Programming with
Data Structures and Algorithms

Functional Updaters

Imagine you have an n-ary tree which you wish to modify. For instance, the tree might represent the HTML of a Web page which you intend to change dynamically.

The simplest way to update the tree would be to copy it, incorporating the change while copying. Copying, however, takes time and space proportional to the size of the tree. If we wish to make several edits that are within close proximity of each other, perhaps we can devise a representation with lower complexity. Furthermore, we might wish to make these edits atomically, i.e., so the client sees only the result of all the edits and not the intermediate stages.

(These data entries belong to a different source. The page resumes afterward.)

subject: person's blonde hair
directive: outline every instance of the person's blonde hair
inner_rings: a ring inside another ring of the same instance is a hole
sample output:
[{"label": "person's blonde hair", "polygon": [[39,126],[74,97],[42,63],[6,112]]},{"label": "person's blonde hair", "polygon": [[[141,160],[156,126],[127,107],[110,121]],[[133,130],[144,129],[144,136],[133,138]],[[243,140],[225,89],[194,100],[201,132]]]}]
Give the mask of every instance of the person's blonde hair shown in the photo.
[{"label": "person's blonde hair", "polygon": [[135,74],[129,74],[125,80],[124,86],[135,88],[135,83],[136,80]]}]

We can therefore consider representing trees in terms of a cursor, which reflects the locus around which we wish to modify the tree:

tree image

A cursor represents an edge (shown in red) and has two parts: a representation of the (possibly empty) tree below that edge (shown in blue), and the (possibly empty) rest of the tree around that edge (shown in grey). The simplest representation of the part below is the subtree itself, but we have some choices in how we represent the rest of the tree, depending on which operations we wish to support.

We will represent a tree as follows:

(define Tree$ (or: Node$ MtNode$))
(define-struct: Node ([value : Any$] [kids : (Listof: Tree$)]))
(define-struct: MtNode ()) ;; read “Mt” as “empty”

We wish to support the following operations:

find : (Tree$ (Any$ -> Boolean) -> Cursor$)

This constructs a cursor by finding a point in a tree. The cursor represents the edge above the first node with a value for which the predicate produces true. We will assume that the search proceeds depth-first (so the cursor represents the edge above the leftmost node matching the predicate, and if there are multiple such nodes, it represents the edge above the topmost one).

Given a cursor, we can update the sub-tree at the bottom of the edge that it represents in constant time:

update : (Cursor$ (Tree$ -> Tree$) -> Cursor$)

Note that because we have an explicit representation for an empty node, this operation can be used to insert, change, or delete a subtree. You would be wise to cover these operations in your test cases.

Once we are done performing updates, we can convert a cursor back into a tree:

->tree : (Cursor$ -> Tree$)

The resulting tree should include only Node$s, no MtNode$s. However, if the resulting tree has no Node$s, ->tree should produce an MtNode$.

In addition, we can navigate around a cursor:

left : (Cursor$ -> Cursor$)
right : (Cursor$ -> Cursor$)
up : (Cursor$ -> Cursor$)
down : (Cursor$ Integer$ -> Cursor$)

The down operation takes a numeric argument to indicate which child to select (with the index starting at 0). Note that any of these operations might fail dynamically if the cursor is at the appropriate boundary. For instance, left and right should only be able to move between edges that share a common parent.

Critically, we want to make these four “motion” operations efficient—constant time or as close to it as possible. Can you design a data structure that achieves this? What is the complexity of the above operations that result from your representation choice?

Part 2

Give a written explanation of how you designed your Cursor struct. Be sure to explain why you made the choices you made and how this affected the implementation of the various operations. Then do a big-O analysis of the complexity of these operations.

Note: It is important to make sure your analysis correctly describes your implementation. You will receive full credit on this section only for an accurate analysis of your code, even if your code is suboptimal.

Extra Credit

There's no reason to stop with only one cursor: we can generalize to cursor sets. For instance, find can return the set of all cursors that match the given criterion (e.g., all the links on a Web page). In addition, sets of cursors can be combined with the usual set-theoretic operations. Extend your implementation to handle sets of cursors, being sure to consider and handle the subtleties that arise.